Not only do both of these ideas cost only 10% of the cost of the present grandiose schemes, these could be built within a few short years, not ten. It is time that the City Council, Governor, and Mayor faced reality ... we just don't got eight billion dollars.

--Martin Nix, Seattle

G.P. replies: Martin, I empathize with the impulse you and many others have to invest solely in public transit and attempt to choke off the usefulness of the private automobile. However, it's not quite as cheap as you suggest. If we don't have eight billion, we surely don't have the tens of billions (or more) necessary to reconfigure both our entire transportation system and Seattle's geography.

I'm disabled. For me, and for lots of people who are disabled, elderly, have to lug around kids or heavy packages, or keep erratic schedules, public transit is often nowhere near practical or adequate. Ron Sims' bus expansion proposal next month is pricey, but only a long overdue drop in the bucket on what would be needed to make our transit efficient outside the core of Seattle.
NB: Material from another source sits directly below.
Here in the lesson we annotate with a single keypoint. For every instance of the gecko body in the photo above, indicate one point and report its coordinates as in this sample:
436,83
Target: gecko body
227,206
Eliminating SR99 as a traffic arterial has a lot of problems, but let's set that aside for now. With respect, eliminating the Evergreen Point Bridge entirely, and replacing it with a transit ferry, would be a transportation catastrophe. There's reasons why the Eastside has a million residents, and Bremerton and Bainbridge Island don't. Lack of a bridge across Puget Sound (one occasionally gets proposed that would connect West Seattle, Vashon, and Southworth, but mercifully it's never been built) would be a transportation catastrophe. Hundreds of thousands commute daily from Seattle to Microsoft and other Eastside employers, and from the Eastside to downtown and the University District. SR520, even in its present, often gridlocked capacity, carries far more of them than a transit ferry ever would. Result: commuters would do what I do now when I go to KBCS in Bellevue 2-3 times a week, and go miles out of their way to cross at the six-lane I-90. Result: that crossing would frequently become gridlocked and useless, too. That should especially thrill Mercer Island residents. And unlike the Alaskan Way Viaduct, there are no other ways to cross Lake Washington. In other words, your proposal would effectively sever Seattle from the Eastside for much of the day. Unless you want to go via Renton or Bothell, and those would become traffic nightmares, too.

What you're proposing, then, Martin, is disrupting the lives of hundreds of thousands of people a day, and causing many of them to have to pick up and move to the other side. It might be good for realtors, but if you don't think the human and economic costs of such a scenario are far more than eight billion bucks, you're insane.

To me, given that many folks won't be dragged kicking or screaming into public transit, given that the urban geography of all but a few bigger US cities is now based on the automobile, and given the science Colin Wright outlines this issue, it makes far more sense to urgently focus on conversion to alternative fuels (including biodiesel and electric, which already exist) than to rely largely on local strategies to force people out of cars. The latter won't work, and is impractical (and, speaking as a sick guy, more than a little elitist) besides. Curb sprawl? Absolutely. Make it impossible to drive? Ain't gonna happen.

Picky, Picky

ETS!,

Thanks for running "Checking the Ingredients of Private Health Insurance" (9/14/06). I apologize for one confusing, maybe non-fatal, editing error in the last paragraph. The line about calling for insurers that only invest in organics and other benign things should not have ended with "...to be permitted anywhere near the compulsory system." That was confusing. That should have said that insurers invested only in benign things ought be the only ones permitted in the system. Insurers that invest in health-damaging industries are the ones that ought not be allowed anywhere near the system.